We’ll touch more on the most recent events below, while asking whether or not BTC is a viable asset for businesses to consider investing in?
The Fall and Rise of Bitcoin
Musk’s purchase of Bitcoin and the announcement that his Tesla firm would start accepting BTC as a viable payment method initially sent prices soaring through February.
The value of Bitcoin continued to fluctuate above the $50,000 mark through March, before enjoying an unprecedented breakout above $60,000 in April.

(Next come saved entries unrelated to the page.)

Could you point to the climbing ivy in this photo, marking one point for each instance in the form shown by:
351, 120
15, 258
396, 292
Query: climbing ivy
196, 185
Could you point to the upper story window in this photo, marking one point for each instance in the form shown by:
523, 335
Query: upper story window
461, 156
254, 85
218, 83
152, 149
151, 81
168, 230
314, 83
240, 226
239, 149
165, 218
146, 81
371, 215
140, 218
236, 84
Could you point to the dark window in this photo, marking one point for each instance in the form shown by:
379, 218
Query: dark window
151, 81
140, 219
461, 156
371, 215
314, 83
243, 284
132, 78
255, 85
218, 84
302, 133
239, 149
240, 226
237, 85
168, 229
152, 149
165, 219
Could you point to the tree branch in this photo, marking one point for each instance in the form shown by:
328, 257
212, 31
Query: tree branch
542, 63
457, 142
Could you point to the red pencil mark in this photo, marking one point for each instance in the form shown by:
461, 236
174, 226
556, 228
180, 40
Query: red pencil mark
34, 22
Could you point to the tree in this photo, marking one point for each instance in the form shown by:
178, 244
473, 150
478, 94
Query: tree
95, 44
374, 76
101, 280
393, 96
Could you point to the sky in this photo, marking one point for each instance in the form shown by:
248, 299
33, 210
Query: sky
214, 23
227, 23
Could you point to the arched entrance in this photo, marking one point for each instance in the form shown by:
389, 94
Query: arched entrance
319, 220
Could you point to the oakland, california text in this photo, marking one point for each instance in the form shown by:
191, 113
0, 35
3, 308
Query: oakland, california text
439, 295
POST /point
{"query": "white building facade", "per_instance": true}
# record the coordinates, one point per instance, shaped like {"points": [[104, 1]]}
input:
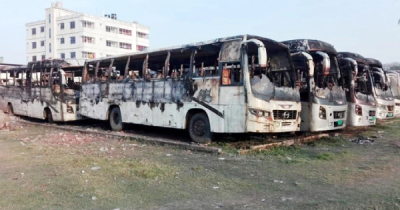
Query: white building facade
{"points": [[66, 34]]}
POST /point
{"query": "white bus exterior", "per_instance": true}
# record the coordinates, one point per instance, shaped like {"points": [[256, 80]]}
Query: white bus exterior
{"points": [[394, 80], [324, 105], [229, 85], [382, 92], [42, 90], [359, 89]]}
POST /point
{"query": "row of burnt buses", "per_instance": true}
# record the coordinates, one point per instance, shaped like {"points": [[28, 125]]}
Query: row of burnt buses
{"points": [[240, 84]]}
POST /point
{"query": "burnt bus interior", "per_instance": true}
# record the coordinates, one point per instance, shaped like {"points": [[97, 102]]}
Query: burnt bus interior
{"points": [[205, 61], [323, 77], [379, 78], [46, 74], [362, 88]]}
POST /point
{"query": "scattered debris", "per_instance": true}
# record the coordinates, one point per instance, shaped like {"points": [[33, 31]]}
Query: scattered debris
{"points": [[334, 134], [286, 143], [362, 140], [286, 199]]}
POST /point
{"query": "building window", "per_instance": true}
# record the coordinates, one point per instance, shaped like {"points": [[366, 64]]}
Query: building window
{"points": [[87, 39], [72, 24], [88, 55], [87, 24], [142, 35], [141, 48], [125, 46], [125, 32], [112, 29], [112, 44]]}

However, Musk’s subsequent decision to stop accepting Bitcoin through his Tesla firm (citing concerns over the sustainability of the crypto assets mining procedures) suddenly turned the tide, as BTC shelved 17% of its value in just 24 hours.
With China and other nations also poised to introduce more stringent crypto regulatory measures in the near-term, Bitcoin has plunged to just $31,739.29 as of June 27th, while seemingly facing heavy and unrelenting resistance in the $34,000 to $37,000 price range.
Overall, the price of BTC is now roughly 50% lower than it was 11 weeks ago, while it has hit a five-month low after it hit $30.534.00 prior to Musk’s initial investment on January 27th.
Also Read: How To Turn Your Forex Hobby Into A Business
Is BTC a Viable Investment for Businesses?
With these points in mind, BTC hardly seems like a viable investment for businesses, whether you consider its recent, seismic losses or a prohibitive price point that remains in excess of $30,000 per single token.
What’s more, BTC is an inherently volatile and speculative asset, with a finite supply, a lack of tangible value and vulnerability to news stories and market sentiment.
However, a quick glance at the prices also shows that Bitcoin’s price is noticeably higher than it was 12 months ago.
From this perspective, the price of Bitcoin has increased more than three-fold in the last 12 months, suggesting that despite its interim volatility, BTC may be an asset that appreciates consistently in value over time.
The same can be said for alt coins such as Dogecoin, many of which have followed a similar trajectory to BTC during the last 12 months and are similarly susceptible to market sentiment.
Of course, price changes in Bitcoin are most impactful on Ethereum in real-time, but such changes definitely create a ripple effect throughout the market and across a host of rival alt coins.
It’s important to keep this and the fundamental nature of crypto assets in mind before investing your capital, but there’s no doubt that this investment has the potential to appreciate greatly in the long-term.